Énoncé par Galilée, le principe dit "d’inertie", indique qu’en l’absence d’influence extérieure, tout corps perdure dans un mouvement rectiligne et uniforme, c’est-à-dire se déplace en ligne droite avec une vitesse constante. C’est ce qu’on appelle un mouvement "inertiel". Cette loi n’est-elle pas contraire à notre expérience du mouvement ? Si nous cessons de pédaler, notre bicyclette ne finit-elle pas par s’immobiliser ? En vérité, personne n’a jamais observé directement le mouvement d’un corps qui ne soit soumis à aucune force. C’est seulement dans les cas où les forces exercées sur un corps se compensent exactement – autrement dit que leur résultante est nulle - que son mouvement apparaît rectiligne et uniforme, à l’instar de celui d’un train circulant en ligne droite et à vitesse constante. Quand cette résultante n’est pas nulle, le mouvement est accéléré, ralenti, et/ou curviligne.
Le principe dit "d’inertie"
Un mouvement inertiel "pur" peut donc nous sembler antinaturel, "impossible", au sens d’"irréalisable". Selon le philosophe, Alexandre Koyré, c’est ce par quoi la physique des Galilée et Newton a constitué une authentique rupture : Le concept galiléen du mouvement nous paraît tellement naturel que nous croyons même que la loi d’inertie dérive de l’expérience et de l’observation, bien que, de toute évidence, personne n’a jamais pu observer un mouvement d’inertie "[…] Nous ne sommes plus conscients du caractère paradoxal de la décision de Galilée d’expliquer le réel par l’impossible". (1)
"Expliquer le réel par l’impossible", qu’est-ce à dire ?
Que les lois physiques semblent au premier abord contredire les observations, et qu’il s’agit ensuite de réinterpréter ces dernières pour comprendre comment des lois qui les contredisent les expliquent tout de même…
Le principe d’inertie, l’un des principes fondamentaux de la mécanique de Newton
Il finira par poser un problème conceptuel, provenant du fait qu’il existe une force qui est partout présente dans l’univers, une force à longue portée qu’aucun mur ni aucun dispositif ne peut entraver, amoindrir ni arrêter : cette force impossible à éliminer, c’est la gravitation. En d’autres termes, tout corps massif, où qu’il soit dans l’univers, subit au moins l’action de cette force. Dès lors, il n’existe aucun lieu où le principe d’inertie s’incarne à l’état pur.
Il y a autre chose. Selon Newton, la gravitation est une force qui s’exerce de façon instantanée entre les corps massifs.

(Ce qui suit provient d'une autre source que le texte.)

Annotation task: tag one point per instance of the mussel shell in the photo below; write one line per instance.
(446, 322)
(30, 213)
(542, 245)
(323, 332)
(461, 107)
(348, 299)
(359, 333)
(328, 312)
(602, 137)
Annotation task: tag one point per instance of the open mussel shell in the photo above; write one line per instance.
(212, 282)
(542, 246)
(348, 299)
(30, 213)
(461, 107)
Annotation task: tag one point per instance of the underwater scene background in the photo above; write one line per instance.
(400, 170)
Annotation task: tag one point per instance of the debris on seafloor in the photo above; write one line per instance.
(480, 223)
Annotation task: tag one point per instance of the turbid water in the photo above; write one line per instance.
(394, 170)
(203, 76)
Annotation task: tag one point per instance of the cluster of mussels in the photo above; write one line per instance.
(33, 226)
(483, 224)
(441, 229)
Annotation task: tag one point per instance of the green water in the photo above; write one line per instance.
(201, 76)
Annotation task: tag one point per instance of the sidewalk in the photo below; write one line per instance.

Elle correspond donc à une "action à distance", sans qu’on sache dire par quel mécanisme elle se déploie au travers de l’espace. Newton lui-même en était embarrassé. Dans une lettre adressée en 1692, à Richard Bentley, il écrit : "La gravitation doit être causée par un agent agissant constamment d’après certaines lois, mais je laisse mes lecteurs réfléchir à la question de savoir si cet agent est matériel ou immatériel (2)". Et il conclut par cette formule devenue célèbre : Hypotheses non fingo ("Je ne feins pas d’hypothèses" : en clair, je ne souhaite pas ajouter d’autres hypothèses à celles que j’ai déjà faites).

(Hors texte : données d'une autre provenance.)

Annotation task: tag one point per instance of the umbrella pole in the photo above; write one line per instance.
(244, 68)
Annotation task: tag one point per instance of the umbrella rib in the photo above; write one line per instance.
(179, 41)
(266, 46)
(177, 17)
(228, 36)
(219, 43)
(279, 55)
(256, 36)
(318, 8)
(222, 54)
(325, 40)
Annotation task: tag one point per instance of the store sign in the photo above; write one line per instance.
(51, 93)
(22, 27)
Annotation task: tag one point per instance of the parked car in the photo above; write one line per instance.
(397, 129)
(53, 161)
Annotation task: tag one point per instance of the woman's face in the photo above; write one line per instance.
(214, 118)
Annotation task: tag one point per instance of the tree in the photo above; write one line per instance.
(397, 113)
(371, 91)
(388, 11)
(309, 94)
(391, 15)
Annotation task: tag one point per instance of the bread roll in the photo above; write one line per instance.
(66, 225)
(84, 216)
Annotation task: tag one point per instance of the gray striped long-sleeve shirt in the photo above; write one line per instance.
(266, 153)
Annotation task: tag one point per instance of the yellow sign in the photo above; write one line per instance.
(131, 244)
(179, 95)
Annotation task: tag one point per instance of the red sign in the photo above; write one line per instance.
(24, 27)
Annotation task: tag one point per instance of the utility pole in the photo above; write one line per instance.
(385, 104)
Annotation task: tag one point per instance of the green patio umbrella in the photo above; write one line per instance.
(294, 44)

Cette question ne fut éclaircie que bien plus tard. En 1907, Einstein en vint à se demander comment inclure la gravitation au sein de sa théorie de la relativité qu’il avait développée deux ans plus tôt. Ce projet était à la fois nécessaire et délicat, pour une raison facile à comprendre. Selon Newton, changer la distribution de matière dans une région donnée de l’espace modifierait instantanément et dans tout l’univers le champ de gravitation, comme si l’information s’était propagée à une vitesse infinie à travers l’espace. Or, cette hypothèse contredit le fait que la vitesse de la lumière est une vitesse limite. Cette contradiction ne cessa de tourmenter Einstein, qui parvient à la dissoudre en formalisant quelques années plus tard une nouvelle théorie de la gravitation, complétement révolutionnaire : la relativité générale.
Celle-ci indique que la gravitation n’est pas une force, mais une déformation de la géométrie de l’espace-temps. Un corps qui subit la gravitation ne subit aucune force, puisque la gravitation n’en est pas une. Son mouvement est donc un mouvement inertiel, mais à la différence de la conception classique, ce mouvement inertiel se déploie non en ligne droite, mais dans une géométrie courbée par les masses et les énergies qu’elle contient. Et dans cet univers-là, la vitesse de la lumière demeure une vitesse-limite pour la transmission des informations.
(1) Alexandre Koyré, Etudes d’histoire de la pensée scientifique, Paris, PUF, 1966, p. 166.
(2) Cité in Alexandre Koyré, Du monde clos à l'univers infini. Paris : Gallimard, « Tel », 2003, p. 166.